The Netherlands’ Physical Society (NNV) was founded as early as 1921 and aims to serve the interests of Physics. The NNV is there for all physicists, whether they are students, employed in research, education, private companies or government. The NNV fosters the relations between its members and persons, institutions, associations in The Netherlands and abroad that are active in the field of physics. The NNV organizes and supports symposiums, advises the Dutch government on the renewal of the Dutch science education curriculea and organizes ‘outreach’-events for students in primary and secondary education. Furthermore the NNV publishes the Dutch Journal of Physics (NTvN).

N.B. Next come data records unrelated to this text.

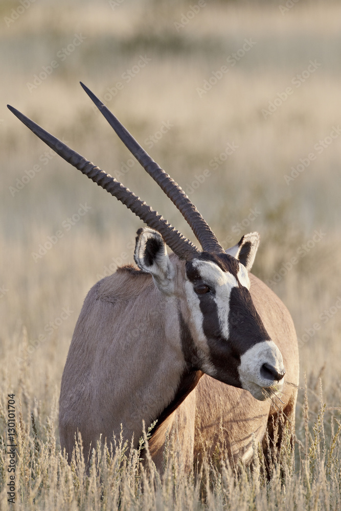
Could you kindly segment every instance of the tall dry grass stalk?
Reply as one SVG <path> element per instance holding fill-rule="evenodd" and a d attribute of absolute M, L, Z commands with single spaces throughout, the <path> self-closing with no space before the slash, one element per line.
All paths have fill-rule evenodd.
<path fill-rule="evenodd" d="M 0 3 L 2 20 L 16 7 Z M 321 153 L 314 149 L 339 122 L 341 6 L 300 0 L 282 14 L 276 3 L 212 0 L 177 32 L 174 21 L 188 9 L 182 0 L 125 0 L 114 10 L 107 2 L 35 2 L 10 27 L 4 22 L 2 509 L 8 505 L 7 397 L 12 393 L 18 444 L 16 509 L 300 511 L 341 506 L 341 137 Z M 30 92 L 27 83 L 75 33 L 86 37 L 84 42 Z M 256 44 L 199 97 L 197 88 L 245 38 Z M 141 224 L 76 170 L 53 154 L 47 156 L 46 148 L 5 104 L 117 175 L 191 238 L 188 226 L 137 164 L 122 171 L 130 155 L 78 85 L 81 79 L 104 97 L 124 81 L 123 74 L 141 55 L 150 61 L 112 95 L 108 107 L 185 191 L 193 189 L 191 199 L 220 241 L 232 245 L 246 231 L 260 231 L 254 272 L 269 282 L 294 319 L 304 389 L 299 392 L 297 442 L 293 453 L 284 443 L 269 479 L 264 468 L 268 461 L 258 455 L 257 446 L 252 469 L 239 467 L 237 474 L 219 450 L 213 459 L 184 474 L 176 438 L 169 439 L 162 475 L 140 463 L 142 454 L 148 457 L 147 444 L 134 451 L 119 431 L 116 446 L 96 447 L 88 473 L 80 444 L 70 466 L 60 451 L 59 389 L 82 302 L 101 275 L 132 260 L 129 247 Z M 292 85 L 311 60 L 321 65 L 265 119 L 262 109 Z M 163 122 L 173 126 L 150 147 L 151 136 Z M 217 168 L 210 165 L 234 143 L 238 149 L 219 160 Z M 284 176 L 311 151 L 316 159 L 287 184 Z M 33 175 L 35 165 L 40 170 Z M 198 176 L 206 169 L 211 174 L 200 183 Z M 28 180 L 30 172 L 33 177 Z M 23 176 L 26 182 L 20 188 Z M 72 225 L 67 219 L 80 204 L 90 208 Z M 251 210 L 259 213 L 248 221 Z M 62 237 L 35 260 L 32 254 L 60 230 Z M 313 242 L 315 230 L 322 234 Z"/>

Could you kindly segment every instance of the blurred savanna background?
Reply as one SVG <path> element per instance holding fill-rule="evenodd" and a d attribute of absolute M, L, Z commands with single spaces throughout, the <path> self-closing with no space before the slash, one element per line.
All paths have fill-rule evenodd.
<path fill-rule="evenodd" d="M 306 374 L 305 421 L 303 390 L 297 409 L 297 480 L 307 421 L 313 439 L 314 425 L 324 427 L 316 449 L 330 448 L 341 420 L 340 19 L 341 4 L 331 0 L 1 0 L 1 434 L 14 393 L 31 468 L 37 443 L 55 435 L 58 451 L 59 389 L 83 300 L 99 278 L 132 262 L 142 223 L 6 104 L 194 241 L 80 80 L 184 188 L 226 248 L 259 231 L 253 271 L 289 309 L 302 387 Z M 339 478 L 339 448 L 333 448 Z M 25 472 L 22 456 L 18 508 L 58 508 L 42 476 Z M 317 480 L 302 495 L 327 508 L 327 497 L 312 489 Z M 340 505 L 339 492 L 329 492 L 331 508 Z M 82 504 L 70 499 L 70 508 Z M 264 509 L 267 502 L 265 495 Z"/>

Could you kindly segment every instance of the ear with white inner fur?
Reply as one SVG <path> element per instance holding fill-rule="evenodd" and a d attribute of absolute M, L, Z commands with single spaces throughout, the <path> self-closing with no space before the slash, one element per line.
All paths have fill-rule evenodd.
<path fill-rule="evenodd" d="M 150 273 L 156 287 L 170 294 L 174 289 L 174 268 L 161 235 L 153 229 L 139 229 L 136 237 L 134 260 L 140 270 Z"/>
<path fill-rule="evenodd" d="M 259 233 L 249 233 L 244 235 L 237 245 L 228 248 L 225 252 L 238 259 L 249 271 L 254 264 L 260 241 Z"/>

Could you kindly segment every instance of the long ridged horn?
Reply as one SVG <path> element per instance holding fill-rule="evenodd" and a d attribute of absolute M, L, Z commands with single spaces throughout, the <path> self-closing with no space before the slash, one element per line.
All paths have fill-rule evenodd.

The Adaptive Quantum Optics (AQO) research group combines adaptive methods to coun­teract or even exploit disorder in nanophotonic systems in combination with quantum states of light. Adaptive systems can compensate for fluctuations and inevitable randomness in nanophotonic structures. Examples of such structures are natural or artificial multiple-scattering photonic media or engineered nanophotonic structures. By employing integrated photonic networks or spatial light modulators, we control the path of single photons through a nanophotonic system, thereby realizing quantum transport through photonic networks. The propagation of single photons through such a network is extremely hard to predict classically. For this reason, these platforms are promising for achieving a quantum advantage in certain computational tasks. Complex photonic media also turn out to have intricate applications as physical unclonable keys which we study and develop further.

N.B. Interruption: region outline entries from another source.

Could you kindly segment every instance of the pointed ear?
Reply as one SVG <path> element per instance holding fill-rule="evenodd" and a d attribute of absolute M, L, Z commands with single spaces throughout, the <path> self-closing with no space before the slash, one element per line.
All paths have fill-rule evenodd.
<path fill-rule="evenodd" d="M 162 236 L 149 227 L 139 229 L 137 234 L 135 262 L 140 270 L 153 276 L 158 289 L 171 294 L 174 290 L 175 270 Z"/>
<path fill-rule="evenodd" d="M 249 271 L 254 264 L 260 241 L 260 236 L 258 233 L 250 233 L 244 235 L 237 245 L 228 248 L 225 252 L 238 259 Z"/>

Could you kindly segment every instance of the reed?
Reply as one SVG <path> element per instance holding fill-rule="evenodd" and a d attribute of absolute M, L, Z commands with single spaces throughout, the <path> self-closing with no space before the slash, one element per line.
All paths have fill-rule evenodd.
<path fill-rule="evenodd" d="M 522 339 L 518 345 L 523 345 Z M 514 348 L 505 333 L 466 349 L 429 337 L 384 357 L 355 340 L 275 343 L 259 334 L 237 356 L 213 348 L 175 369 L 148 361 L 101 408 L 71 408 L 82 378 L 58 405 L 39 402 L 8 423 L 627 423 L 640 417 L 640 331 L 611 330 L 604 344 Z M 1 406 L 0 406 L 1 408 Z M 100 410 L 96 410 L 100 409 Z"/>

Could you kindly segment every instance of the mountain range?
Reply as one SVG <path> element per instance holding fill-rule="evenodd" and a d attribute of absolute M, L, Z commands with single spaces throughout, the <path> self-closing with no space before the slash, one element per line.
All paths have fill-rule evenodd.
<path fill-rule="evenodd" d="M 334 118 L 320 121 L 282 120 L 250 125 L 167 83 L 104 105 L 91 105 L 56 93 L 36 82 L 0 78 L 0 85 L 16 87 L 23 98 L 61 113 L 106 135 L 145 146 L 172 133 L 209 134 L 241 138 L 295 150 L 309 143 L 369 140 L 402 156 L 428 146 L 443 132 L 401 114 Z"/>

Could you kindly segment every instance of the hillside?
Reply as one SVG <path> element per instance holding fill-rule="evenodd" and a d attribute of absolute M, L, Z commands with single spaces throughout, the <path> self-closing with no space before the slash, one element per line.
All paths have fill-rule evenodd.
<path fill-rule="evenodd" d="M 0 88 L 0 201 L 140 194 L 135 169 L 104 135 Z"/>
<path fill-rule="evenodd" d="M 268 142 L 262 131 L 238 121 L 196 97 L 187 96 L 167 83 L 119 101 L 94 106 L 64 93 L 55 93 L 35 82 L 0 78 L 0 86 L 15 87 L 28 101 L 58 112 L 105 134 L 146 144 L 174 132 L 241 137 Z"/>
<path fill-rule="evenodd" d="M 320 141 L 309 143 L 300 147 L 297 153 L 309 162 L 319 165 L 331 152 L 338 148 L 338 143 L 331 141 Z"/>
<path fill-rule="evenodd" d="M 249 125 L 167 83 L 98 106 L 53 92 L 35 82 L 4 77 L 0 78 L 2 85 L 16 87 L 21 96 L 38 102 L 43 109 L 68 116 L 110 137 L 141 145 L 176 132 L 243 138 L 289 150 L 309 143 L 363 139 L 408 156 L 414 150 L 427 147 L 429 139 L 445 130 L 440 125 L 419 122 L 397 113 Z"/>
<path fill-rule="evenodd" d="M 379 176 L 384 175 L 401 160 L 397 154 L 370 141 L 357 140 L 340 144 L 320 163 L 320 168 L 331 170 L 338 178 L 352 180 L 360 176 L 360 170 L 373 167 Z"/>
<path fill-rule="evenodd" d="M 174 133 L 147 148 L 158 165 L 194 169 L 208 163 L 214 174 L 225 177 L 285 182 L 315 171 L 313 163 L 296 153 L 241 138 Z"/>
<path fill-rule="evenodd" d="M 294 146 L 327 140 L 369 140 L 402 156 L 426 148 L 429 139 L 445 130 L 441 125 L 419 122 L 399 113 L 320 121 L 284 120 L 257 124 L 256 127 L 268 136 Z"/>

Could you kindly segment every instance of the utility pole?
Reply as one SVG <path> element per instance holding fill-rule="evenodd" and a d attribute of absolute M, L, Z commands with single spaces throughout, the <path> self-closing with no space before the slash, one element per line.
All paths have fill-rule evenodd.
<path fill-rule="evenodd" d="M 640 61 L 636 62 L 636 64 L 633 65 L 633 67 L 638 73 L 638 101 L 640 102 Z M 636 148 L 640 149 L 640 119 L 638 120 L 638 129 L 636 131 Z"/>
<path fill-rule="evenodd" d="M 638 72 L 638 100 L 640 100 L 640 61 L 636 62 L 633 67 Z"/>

It is the mission of the Complex Photonic Systems (COPS) research group to perform advanced research on propagation and emission of light in complex nanophotonic metamaterials. We investigate new physical concepts and develop state-of-the-art techniques. We study photonic band gap crystals, Anderson localization and diffusion of light, wavefront shaping, quantum light scattering, and related phenomena. Our curiosity driven research is of interest to industrial partners and provides enabling technology for applications in optical signal processing, lighting, medical and biophysical imaging. We train junior scientists with advanced technology and methodology in order to perform in multidisciplinary teams, and to successfully communicate to a broad audience.

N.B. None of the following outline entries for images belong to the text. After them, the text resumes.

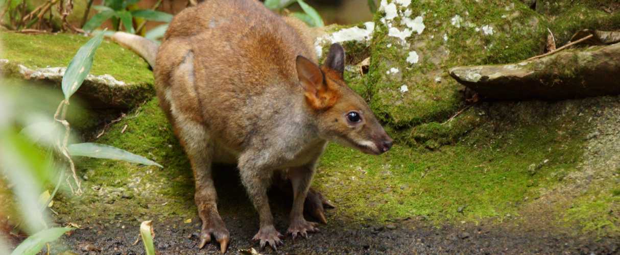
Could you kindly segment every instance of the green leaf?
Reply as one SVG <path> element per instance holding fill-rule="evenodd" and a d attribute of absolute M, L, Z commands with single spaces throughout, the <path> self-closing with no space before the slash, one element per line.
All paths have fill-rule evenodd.
<path fill-rule="evenodd" d="M 133 11 L 131 12 L 131 15 L 133 17 L 144 18 L 148 20 L 160 21 L 162 22 L 170 22 L 172 21 L 172 15 L 153 10 Z"/>
<path fill-rule="evenodd" d="M 15 8 L 17 7 L 17 6 L 22 4 L 22 2 L 24 2 L 24 0 L 11 0 L 9 10 L 14 10 Z"/>
<path fill-rule="evenodd" d="M 82 29 L 86 32 L 92 31 L 92 30 L 99 27 L 99 26 L 105 22 L 105 20 L 114 17 L 115 15 L 115 13 L 112 10 L 104 11 L 95 14 L 95 15 L 92 16 L 92 17 L 91 18 L 91 19 L 89 20 L 86 24 L 84 24 L 84 27 L 82 27 Z"/>
<path fill-rule="evenodd" d="M 127 7 L 125 0 L 107 0 L 105 1 L 105 6 L 114 11 L 123 11 Z"/>
<path fill-rule="evenodd" d="M 293 17 L 294 17 L 297 19 L 301 20 L 301 21 L 306 22 L 306 24 L 308 24 L 308 25 L 310 27 L 315 26 L 314 20 L 312 19 L 312 17 L 311 17 L 309 15 L 308 15 L 305 13 L 297 12 L 293 12 L 291 14 L 291 15 L 293 15 Z"/>
<path fill-rule="evenodd" d="M 304 10 L 304 12 L 310 16 L 313 20 L 314 20 L 314 24 L 316 27 L 323 27 L 325 25 L 323 24 L 323 19 L 321 18 L 321 15 L 319 15 L 319 12 L 317 12 L 314 8 L 309 6 L 305 2 L 302 0 L 297 0 L 297 3 L 299 4 L 299 6 L 301 6 L 301 9 Z"/>
<path fill-rule="evenodd" d="M 374 2 L 374 0 L 368 0 L 368 9 L 370 9 L 370 12 L 377 12 L 377 3 Z"/>
<path fill-rule="evenodd" d="M 280 6 L 280 0 L 265 0 L 265 7 L 271 9 L 277 10 Z"/>
<path fill-rule="evenodd" d="M 11 254 L 11 255 L 35 255 L 45 245 L 46 243 L 58 239 L 71 228 L 52 228 L 41 230 L 37 233 L 28 236 L 25 240 L 19 244 L 17 248 Z"/>
<path fill-rule="evenodd" d="M 19 134 L 30 138 L 33 142 L 52 147 L 63 134 L 63 131 L 64 129 L 60 123 L 50 121 L 28 125 L 19 132 Z"/>
<path fill-rule="evenodd" d="M 105 6 L 92 6 L 92 9 L 99 11 L 99 12 L 103 12 L 105 11 L 114 11 L 112 8 Z"/>
<path fill-rule="evenodd" d="M 82 156 L 91 158 L 123 160 L 128 162 L 164 167 L 161 165 L 144 157 L 105 144 L 85 142 L 83 144 L 71 144 L 69 145 L 68 148 L 69 153 L 71 156 Z"/>
<path fill-rule="evenodd" d="M 103 40 L 103 33 L 93 37 L 78 50 L 78 53 L 76 53 L 69 63 L 64 76 L 63 76 L 63 93 L 64 93 L 65 100 L 69 100 L 78 91 L 86 76 L 91 72 L 95 51 Z"/>
<path fill-rule="evenodd" d="M 147 39 L 150 39 L 154 41 L 157 40 L 162 37 L 164 37 L 164 35 L 166 34 L 166 29 L 168 29 L 168 24 L 157 26 L 154 28 L 146 32 L 146 35 L 144 35 L 144 37 Z"/>
<path fill-rule="evenodd" d="M 140 0 L 125 0 L 125 7 L 136 4 L 138 2 L 140 2 Z"/>
<path fill-rule="evenodd" d="M 136 33 L 136 30 L 133 29 L 133 20 L 131 17 L 131 13 L 126 11 L 117 12 L 117 15 L 120 18 L 120 22 L 125 26 L 125 30 L 129 33 Z"/>
<path fill-rule="evenodd" d="M 285 8 L 295 2 L 296 0 L 265 0 L 265 6 L 271 10 Z"/>
<path fill-rule="evenodd" d="M 0 131 L 0 173 L 12 184 L 24 228 L 37 233 L 45 228 L 46 218 L 40 208 L 41 187 L 55 169 L 40 150 L 11 130 Z"/>
<path fill-rule="evenodd" d="M 146 255 L 155 255 L 155 246 L 153 246 L 153 222 L 150 220 L 142 222 L 140 224 L 140 236 L 142 236 L 142 242 L 144 243 L 144 250 Z"/>

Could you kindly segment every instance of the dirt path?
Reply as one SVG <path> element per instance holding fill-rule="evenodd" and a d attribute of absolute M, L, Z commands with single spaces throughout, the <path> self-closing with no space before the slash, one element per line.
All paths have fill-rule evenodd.
<path fill-rule="evenodd" d="M 283 214 L 278 214 L 277 228 L 286 229 Z M 251 247 L 258 249 L 250 241 L 256 231 L 258 222 L 254 218 L 239 220 L 237 217 L 224 216 L 232 238 L 228 254 L 239 254 Z M 137 238 L 138 227 L 90 226 L 92 228 L 79 230 L 66 238 L 68 248 L 79 254 L 141 254 L 141 243 L 132 244 Z M 391 228 L 394 228 L 391 229 Z M 208 245 L 198 250 L 197 223 L 184 222 L 156 222 L 155 246 L 162 254 L 219 254 L 217 244 Z M 101 253 L 87 251 L 92 244 Z M 412 224 L 397 223 L 392 225 L 369 226 L 347 225 L 332 220 L 329 226 L 322 226 L 321 231 L 309 236 L 308 240 L 290 238 L 277 253 L 270 248 L 265 254 L 618 254 L 620 244 L 618 240 L 599 241 L 557 236 L 536 231 L 506 231 L 497 227 L 456 228 L 446 226 L 414 227 Z"/>

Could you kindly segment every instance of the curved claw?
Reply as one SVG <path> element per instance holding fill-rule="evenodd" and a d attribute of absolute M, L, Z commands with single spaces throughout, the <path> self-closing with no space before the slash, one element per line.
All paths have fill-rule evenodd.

Optical Sciences is a dynamic and multidisciplinary research group, whose infrastructure and expertise ranges from near-field probing through nonlinear spectroscopy and imaging to fiber optics and integrated optics. Collaborations with medical groups, water technology centers and industrial labs create exciting new science. Applications include imaging of neurodegenerative disease, pollution sensing in water, motion sensing and optical computing.

XUV Optics

XUV light can trigger atomic and material processes that are otherwise unobserved, providing a new view on light-matter interactions. It furthermore offers the ability to image at the nanometer scale, and to perform materials analysis with high sensitivity. The development of such optics is the goal of the Industrial Focus Group XUV Optics research group at the University of Twente. The group is among the top groups in nanotechnology and excels at gearing fundamental research to the specific questions and needs of science and industry. The work of the group has applications in the fields of photolithography, materials analysis, and spectroscopy.